People responded. They showed up to do the manual labor to prepare and plant the lot.

Photo courtesy of Bancroft Library, Ecology Action Collection
Photo: Courtesy of Bancroft Library, Ecology Action Collection
Photo by Lewis Shaffer, courtesy of Patrice Mackey.
Photo: Lewis C. Shaffer
Photo: Lewis C. Shaffer

For a few weeks, Ecology Action served free soup and bread at this small piece of “liberated land” in Herrick’s memory.

Berkeley Barb, May 24-30, 1968
Photo: Courtesy of Bancroft Library, Ecology Action Collection

The park was dismantled without incident, but the Herrick people’s park had a legacy. We know that Michael Delacour signed a petition maintained at the park to support its continuation. A few months later he would convene a meeting in the Red Square Dress Shop on Dwight and launch the building of People’s Park as we know it in the block bound by Telegraph, Haste, Bowditch and Dwight.

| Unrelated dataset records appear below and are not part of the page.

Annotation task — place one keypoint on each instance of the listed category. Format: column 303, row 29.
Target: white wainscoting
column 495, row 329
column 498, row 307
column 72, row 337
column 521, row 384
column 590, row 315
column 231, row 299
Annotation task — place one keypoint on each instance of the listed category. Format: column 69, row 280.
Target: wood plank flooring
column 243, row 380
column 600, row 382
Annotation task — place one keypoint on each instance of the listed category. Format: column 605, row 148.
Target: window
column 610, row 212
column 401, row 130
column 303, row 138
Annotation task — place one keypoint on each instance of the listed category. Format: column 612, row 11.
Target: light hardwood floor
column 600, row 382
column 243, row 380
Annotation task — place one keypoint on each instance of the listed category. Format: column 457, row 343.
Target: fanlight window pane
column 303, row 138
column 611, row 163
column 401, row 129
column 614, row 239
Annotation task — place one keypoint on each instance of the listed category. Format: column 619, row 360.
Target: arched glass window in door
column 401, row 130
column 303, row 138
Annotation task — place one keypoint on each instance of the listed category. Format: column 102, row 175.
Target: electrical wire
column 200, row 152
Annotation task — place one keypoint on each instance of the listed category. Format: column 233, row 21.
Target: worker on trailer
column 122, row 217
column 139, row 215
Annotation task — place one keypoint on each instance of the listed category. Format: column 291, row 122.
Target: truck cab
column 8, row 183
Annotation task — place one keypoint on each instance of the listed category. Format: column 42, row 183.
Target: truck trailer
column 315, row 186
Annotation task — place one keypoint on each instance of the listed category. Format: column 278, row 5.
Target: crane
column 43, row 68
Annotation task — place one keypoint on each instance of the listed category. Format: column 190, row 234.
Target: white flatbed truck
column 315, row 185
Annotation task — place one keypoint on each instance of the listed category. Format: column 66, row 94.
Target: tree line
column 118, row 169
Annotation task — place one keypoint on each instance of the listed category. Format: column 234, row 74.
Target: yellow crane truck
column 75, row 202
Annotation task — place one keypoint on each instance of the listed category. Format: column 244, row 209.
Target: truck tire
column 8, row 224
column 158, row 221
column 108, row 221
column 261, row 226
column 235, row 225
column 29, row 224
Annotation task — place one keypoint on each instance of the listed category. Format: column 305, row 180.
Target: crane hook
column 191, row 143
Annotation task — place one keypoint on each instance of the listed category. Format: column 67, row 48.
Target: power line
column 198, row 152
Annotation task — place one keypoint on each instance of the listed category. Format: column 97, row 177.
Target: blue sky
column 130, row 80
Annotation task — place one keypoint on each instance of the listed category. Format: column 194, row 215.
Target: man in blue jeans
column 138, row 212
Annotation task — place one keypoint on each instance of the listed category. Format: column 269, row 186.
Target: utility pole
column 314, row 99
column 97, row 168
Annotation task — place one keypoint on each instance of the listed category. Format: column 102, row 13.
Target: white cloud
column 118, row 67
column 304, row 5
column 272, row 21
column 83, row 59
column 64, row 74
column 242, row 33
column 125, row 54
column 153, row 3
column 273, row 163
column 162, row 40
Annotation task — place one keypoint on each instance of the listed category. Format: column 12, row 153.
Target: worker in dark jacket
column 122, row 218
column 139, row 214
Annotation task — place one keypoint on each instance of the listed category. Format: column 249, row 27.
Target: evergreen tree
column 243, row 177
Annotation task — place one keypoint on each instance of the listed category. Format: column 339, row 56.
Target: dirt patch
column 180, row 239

Humphrey and Ecology Action negotiated with the city of Berkeley to make a mini-park to honor Herrick in the triangle island at Dwight and Telegraph produced by the rounded lane for traffic heading off Dwight south onto Telegraph.

To close the loop, on May 28, 1969, in the midst of the People’s Park movement of 1969, there was an all-day teach-in at Lower Sproul Plaza entitled “The Politics of Ecology,” which was broadcast live on KPFA. Speakers addressed themselves to various aspects of the Park – urban planning, ecology, politics. One of the speakers was Cliff Humphrey from Ecology Action.

Tom Dalzell, a labor lawyer, created a website, Quirky Berkeley, to share all the whimsical objects he has captured with his iPhone, some with follow-up professional photographs by John Storey.

Dalzell is currently researching People’s Park 1969 for a book to be published on its 50th anniversary in 2019 by Heyday. Anyone who would like to contribute photographs, memories, or ephemera may contact him directly at dalzelltom@gmail.com.   

Freelancer Tom Dalzell has lived in Berkeley since 1984. After working for Cesar Chavez and the United Farm Workers for 10 years as a legal worker and then lawyer, he went to work for another labor union...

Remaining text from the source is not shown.